BigChanges
From SELinux Wiki
Revision as of 13:57, 24 October 2007 by KarlMacMillan (Talk)
SELinux Proposed Changes
It is time to consider some more radical changes to SELinux - both the policy language and kernel mechanism - to address persistent usability problems. Hopefully these changes can be made in a compatible way, but incompatible changes will be considered.
Use Cases
These need to be filled in considerably - this is just a start.
- Restrict Apache to only talking on eth0 or only accepting connections from a set of IP addresses.
- Allow a user to only run a small set of applications.
- Remove access to a file type from unconfined and grant that to another domain - this is requested a lot and people normally say they want decent non-bypassibility but understand that it is not perfect.
- Security Admin and System Admin separation.
- Create a java_t that is the same as user_t but also includes execmem.
- Create a modified firefox domain that can't access the home directory.
General Goals
- Minimal abstraction and indirection: many of our abstractions leak (e.g., hiding types does not work) and often security goals must be expressed indirectly.

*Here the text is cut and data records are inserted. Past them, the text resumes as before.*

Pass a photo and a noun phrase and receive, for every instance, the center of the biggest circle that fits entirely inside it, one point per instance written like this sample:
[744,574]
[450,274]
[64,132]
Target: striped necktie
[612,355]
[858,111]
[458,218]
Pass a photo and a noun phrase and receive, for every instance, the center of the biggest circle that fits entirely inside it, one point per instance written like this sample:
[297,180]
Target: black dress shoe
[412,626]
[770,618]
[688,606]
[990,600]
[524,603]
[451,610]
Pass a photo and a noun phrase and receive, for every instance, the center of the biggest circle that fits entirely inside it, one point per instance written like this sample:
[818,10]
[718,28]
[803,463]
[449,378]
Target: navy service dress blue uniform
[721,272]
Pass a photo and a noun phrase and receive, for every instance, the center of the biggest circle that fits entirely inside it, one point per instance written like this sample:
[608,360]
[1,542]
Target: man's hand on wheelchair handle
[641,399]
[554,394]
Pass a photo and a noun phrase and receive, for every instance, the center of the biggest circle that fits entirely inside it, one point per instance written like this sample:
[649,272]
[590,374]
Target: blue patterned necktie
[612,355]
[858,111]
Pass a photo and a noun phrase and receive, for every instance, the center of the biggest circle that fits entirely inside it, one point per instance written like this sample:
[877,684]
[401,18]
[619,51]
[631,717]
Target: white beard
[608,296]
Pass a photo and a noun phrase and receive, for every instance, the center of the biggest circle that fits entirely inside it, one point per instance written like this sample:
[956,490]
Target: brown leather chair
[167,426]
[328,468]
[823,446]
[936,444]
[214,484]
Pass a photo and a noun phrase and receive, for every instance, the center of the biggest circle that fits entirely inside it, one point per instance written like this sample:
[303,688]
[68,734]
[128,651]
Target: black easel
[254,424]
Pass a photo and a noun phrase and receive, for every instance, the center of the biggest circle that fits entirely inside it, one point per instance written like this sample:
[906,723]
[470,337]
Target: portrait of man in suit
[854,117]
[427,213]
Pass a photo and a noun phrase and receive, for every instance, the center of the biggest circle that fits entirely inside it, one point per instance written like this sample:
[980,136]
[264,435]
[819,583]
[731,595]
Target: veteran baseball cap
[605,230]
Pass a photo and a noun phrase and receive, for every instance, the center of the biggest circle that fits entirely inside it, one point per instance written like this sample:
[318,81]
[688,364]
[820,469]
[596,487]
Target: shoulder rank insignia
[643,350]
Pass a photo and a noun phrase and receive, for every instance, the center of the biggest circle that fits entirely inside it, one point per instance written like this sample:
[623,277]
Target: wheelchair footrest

There should be as close to a 1 to 1 correspondence between abstractions in the policy, security goals, and what the kernel enforces.
- Brevity: the policies need to be much shorter (ideally 1 page of text in an editor).
- DRY (Don't Repeat Yourself): you should not have to repeat the same information in multiple places (e.g., many interfaces are just redundant and could be handle via a single allow rule).
- Unix-like permissions: the object classes and permissions should more closely match concepts that a typical unix admin or developer would understand. Reducing granularity of permissions will help greatly here.
- Unix-like configuration: text files are good - stop using binary modules. Include a standard way of making local mods (e.g., /etc/selinux/targeted/local.d).